EROL KILIÇ: Bu bölümde eski eserlere, mimari yapıların restorasyonuna ve korunmasına yönelik ders programlarımız odaklanmış durumda. Öğrenci aynı zamanda yarı mimardır ve mezun olduğu zaman bir mimarla çalışmak zorundadır. Eski yapıların restorasyonları, bu bölümden mezun olmayan alaylılar tarafından yapıldığını ve korumaya yönelik bilgi eksikliği olduğunu görüyoruz. Bizim bölümümüz bunun yenilenmesine, aslına uygun olarak restore edilmesine ve aynı zamanda korunmasına yönelik bir bölüm. Öğrencilerimiz sektörel bazda kültür bakanlığına bağlı anıtlar müzesinde, milli saray müzesinde, hatta cumhurbaşkanlığına bağlı bütün birimlerde ve belediyelerin bünyesinde ilgili müdürlüklerde çalışabiliyor. Ayrıca vakıfların bünyesinde ve özel sektörde de çalışabiliyorlar ya da kendi işlerini kurabiliyorlar. Bu alanda iş bulma şansları çok yüksek.

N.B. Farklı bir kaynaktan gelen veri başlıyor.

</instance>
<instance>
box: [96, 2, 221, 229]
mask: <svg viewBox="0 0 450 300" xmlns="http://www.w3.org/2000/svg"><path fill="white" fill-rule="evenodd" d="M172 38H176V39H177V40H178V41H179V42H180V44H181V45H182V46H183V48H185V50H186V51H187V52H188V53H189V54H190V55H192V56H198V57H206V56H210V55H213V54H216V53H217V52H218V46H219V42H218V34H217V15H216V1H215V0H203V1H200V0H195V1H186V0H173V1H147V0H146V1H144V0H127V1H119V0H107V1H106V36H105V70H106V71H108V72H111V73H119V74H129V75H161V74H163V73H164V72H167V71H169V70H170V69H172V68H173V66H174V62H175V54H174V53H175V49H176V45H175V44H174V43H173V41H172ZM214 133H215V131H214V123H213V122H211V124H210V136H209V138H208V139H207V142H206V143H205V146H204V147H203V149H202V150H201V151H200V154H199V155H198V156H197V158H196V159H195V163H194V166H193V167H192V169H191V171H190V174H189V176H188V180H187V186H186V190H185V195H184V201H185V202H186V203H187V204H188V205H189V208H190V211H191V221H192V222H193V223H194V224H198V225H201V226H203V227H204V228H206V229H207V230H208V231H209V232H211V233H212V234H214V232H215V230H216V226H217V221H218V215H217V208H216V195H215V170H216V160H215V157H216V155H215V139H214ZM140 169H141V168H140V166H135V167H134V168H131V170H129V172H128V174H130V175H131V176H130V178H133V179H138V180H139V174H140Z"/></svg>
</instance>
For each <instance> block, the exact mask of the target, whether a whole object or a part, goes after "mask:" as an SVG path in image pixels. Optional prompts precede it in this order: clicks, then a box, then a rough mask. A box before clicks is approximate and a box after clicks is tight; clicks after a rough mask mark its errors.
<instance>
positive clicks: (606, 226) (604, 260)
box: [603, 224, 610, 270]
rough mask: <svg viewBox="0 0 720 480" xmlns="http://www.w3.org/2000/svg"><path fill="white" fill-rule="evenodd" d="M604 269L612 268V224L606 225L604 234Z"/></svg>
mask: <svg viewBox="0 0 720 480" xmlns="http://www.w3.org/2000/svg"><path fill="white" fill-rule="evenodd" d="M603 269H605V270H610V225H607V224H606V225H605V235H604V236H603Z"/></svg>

Bu bölümden mezun olan öğrenciler yurt dışında istihdam alanı bulabilir mi?
EROL KILIÇ: Kesinlikle bulabilir. Bu öğrencinin kendini geliştirmesiyle alakalı. Avrupa kıtasında bu bölümler çok ileri, uzmanlaşmış mezunlar çok fazla ve yaptıkları işi dört dörtlük yapıyorlar. Fakat bizim ülkemizde bu bölüm daha çok yeni. Ayrıca üniversitemizin bütün bölümlerinde iktisat, hukuk, girişimcilik, felsefe gibi derslerimiz var. Bunları herkesin alması ve genel kültürünü arttırması gerekir. Öğrencinin daha donanımlı yetişmesi amacıyla İstanbul Gelişim Üniversitesi'nin bütün birimlerinde bu dersler ele alınacak.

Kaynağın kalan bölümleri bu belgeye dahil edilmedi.